The merger between the two entities has received in-principle approval from regulators including the Reserve Bank of India (RBI), Insurance Regulatory and Development Authority of India (Irdai) and the Pension Fund Regulatory and Development Authority (PFRDA). The shareholders approved the transaction as well.
The merger has been cleared by the stock exchanges and the competition commission.
Termed as the biggest transaction in India’s corporate history, HDFC Bank on April 4 agreed to take over the biggest domestic mortgage lender in a deal valued at about USD 40 billion, creating a financial services titan.
The proposed entity will have a combined asset base of around Rs 18 lakh crore.

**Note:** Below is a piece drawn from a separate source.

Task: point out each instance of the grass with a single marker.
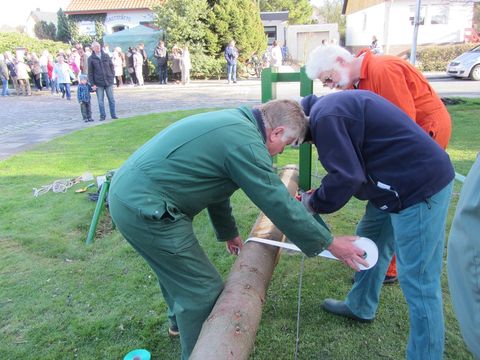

The merger is expected to be completed by the second or third quarter of FY24, subject to regulatory approvals.
Once the deal is effective, HDFC Bank will be 100 per cent owned by public shareholders, and existing shareholders of HDFC will own 41 per cent of the bank.
Every HDFC shareholder will get 42 shares of HDFC Bank for every 25 shares held.Following the merger, the combined balance sheet will be Rs 17.87 lakh crore and the net worth will be Rs 3.3 lakh crore, as of the December 2021 balance sheet.
Post-merger HDFC Bank will be twice the size of ICICI Bank, which is the third-largest lender now.